Moody’s has reaffirmed the city’s strong Aa2 bond rating, as part of its review of the recent $2.7 million refinancing of debt in tax incremental districts 1 and 2.
From the Moody’s press release …
The Aa2 rating reflects the city’s mature, landlocked tax base near the City of Milwaukee (A1 stable); healthy financial position; above average debt burden with rapid principal amortization; and moderate pension liabilities.
So, generally really good news, with some watchouts around risk factors like “deterioration in the city’s tax base and/or demographic profile, material declines in available reserves and liquidity and increases to the debt or pension burden” — common items for communities like ours from ratings agencies.
For more context, I asked Jeff Belongia, our longtime bond counsel from Hutchinson, Shockey, Erley & Co., for his thoughts at Tuesday’s council meeting.

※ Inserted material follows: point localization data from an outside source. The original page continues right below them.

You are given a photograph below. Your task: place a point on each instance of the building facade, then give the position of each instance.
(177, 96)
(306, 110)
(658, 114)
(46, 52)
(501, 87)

He said we are a solid Aa2, two steps away from a top AAA rating, and cited our strong financial management practices, more-than-adequate cash reserves, and our “proactive” approach to revitalization of the city, especially the former Bucyrus campus, of which rating agencies have taken notice.
“You are in a really good position,” he said. “The city is doing a good job.”
From our city administrator, clerk and treasurer, to our common council, I thank all of the city staff and elected officials who have gotten us to this point, and I look forward to building on this strong financial foundation.